Is this a copy of the earliest book of the Nazarenes ? The Gospel of Thomas... The Twin, written in Aramaic, ancient Hebrew script?
אלה הם אמירות הסודיות שחי ישו דבר ושהתאומים יהודה תומאס רשם
Translated: These are the secret sayings which the living Jesus spoke and which Didymus Jude Thomas wrote down.
Is this from a copy maintained by the Vatican ? On Wednesday, 27 September 2006 Pope BENEDICT XVI said the following regarding "Thomas the twin..... the proverbial scene of the doubting Thomas that occurred eight days after Easter is very well known. At first he did not believe that Jesus had appeared in his absence and said: "Unless I see in his hands the print of the nails, and place my finger in the mark of the nails, and place my hand in his side, I will not believe" (Jn 20: 25).
As we know, Jesus reappeared among his disciples eight days later and this time Thomas was present. Jesus summons him: "Put your finger here, and see my hands; and put out your hand, and place it in my side; do not be faithless, but believing" (Jn 20: 27).
Thomas reacts with the most splendid profession of faith in the whole of the New Testament: "My Lord and my God!" (Jn 20: 28). St Augustine comments on this: Thomas "saw and touched the man, and acknowledged the God whom he neither saw nor touched; but by the means of what he saw and touched, he now put far away from him every doubt, and believed the other" (In ev. Jo. 121, 5)..... A final point concerning Thomas is preserved for us in the Fourth Gospel, which presents him as a witness of the Risen One in the subsequent event of the miraculous catch in the Sea of Tiberias (cf. Jn 21: 2ff.) On that occasion, Thomas is even mentioned immediately after Simon Peter: an evident sign of the considerable importance that he enjoyed in the context of the early Christian communities.
Indeed, the Acts of Thomas and the Gospel of Thomas, both apocryphal works but in any case important for the study of Christian origins, were written in his name.
Lastly, let us remember that an ancient tradition claims that Thomas first evangelized Syria and Persia (mentioned by Origen, according to Eusebius of Caesarea, Ecclesiastical History 3, 1) then went on to Western India (cf. Acts of Thomas 1-2 and 17ff.), from where also he finally reached Southern India. - BENEDICT XVI, GENERAL AUDIENCE, Saint Peter's Square
Wednesday, 27 September 2006
Oxyrhynchus papyrus fragments:
After the Coptic version of the complete text was discovered in 1945 at Nag Hammadi, scholars soon realized that three different Greek text fragments previously found at Oxyrhynchus, also in Egypt, were part of the Gospel of Thomas. These three papyrus fragments of Thomas date to between 130 and 250. Prior to the Nag Hammadi library discovery, the sayings of Jesus found in Oxyrhynchus were known simply as Logia Iesu. The corresponding Koine Greek fragments of the Gospel of Thomas, found in Oxyrhynchus are:
P. Oxy. 1 : fragments of logia 26 through 33, with the last two sentences of logion 77 in the Coptic version included at the end of logion 30 herein.

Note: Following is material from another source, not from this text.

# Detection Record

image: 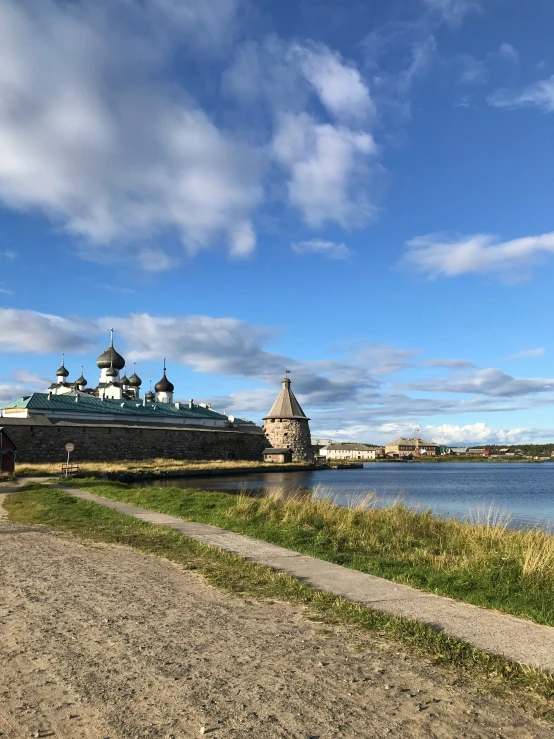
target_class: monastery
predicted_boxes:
[0,330,312,462]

P. Oxy. 654 : fragments of the beginning through logion 7, logion 24 and logion 36 on the flip side of a papyrus containing surveying data.
P. Oxy. 655 : fragments of logia 36 through 39. 8 fragments designated a through h, whereof f and h have since been lost.
The wording of the Coptic sometimes differs markedly from the earlier Greek Oxyrhynchus texts, the extreme case being that the last portion of logion 30 in the Greek is found at the end of logion 77 in the Coptic. This fact, along with the quite different wording Hippolytus uses when apparently quoting it (see below), suggests that the Gospel of Thomas "may have circulated in more than one form and passed through several stages of redaction."
Although it is still generally assumed that the "Gospel of Thomas" was first composed in Greek, there is growing evidence that the Coptic Nag Hammadi text is a translation from Syriac (Aramaic). On comparing the Greek fragments from Oxyrhynchus with the fuller Coptic version, Nicholas Perrin argues that the differences can be attributed to the reliance of both on a common Syriac (Aramaic) source.
Richard Valantasis writes: "Assigning a date to the Gospel of Thomas is very complex because it is difficult to know precisely to what a date is being assigned. Scholars have proposed a date as early as AD 40 or as late as AD 140, depending upon whether the Gospel of Thomas is identified with the original core of sayings, or with the author's published text, or with the Greek or Coptic texts, or with parallels in other literature."
Valantasis and other scholars argue that it is difficult to date Thomas because, as a collection of logia without a narrative framework, individual sayings could have been added to it gradually over time.(However, Valantasis does date Thomas to 100–110 AD, with some of the material certainly coming from the first stratum which is dated to 30–60 AD.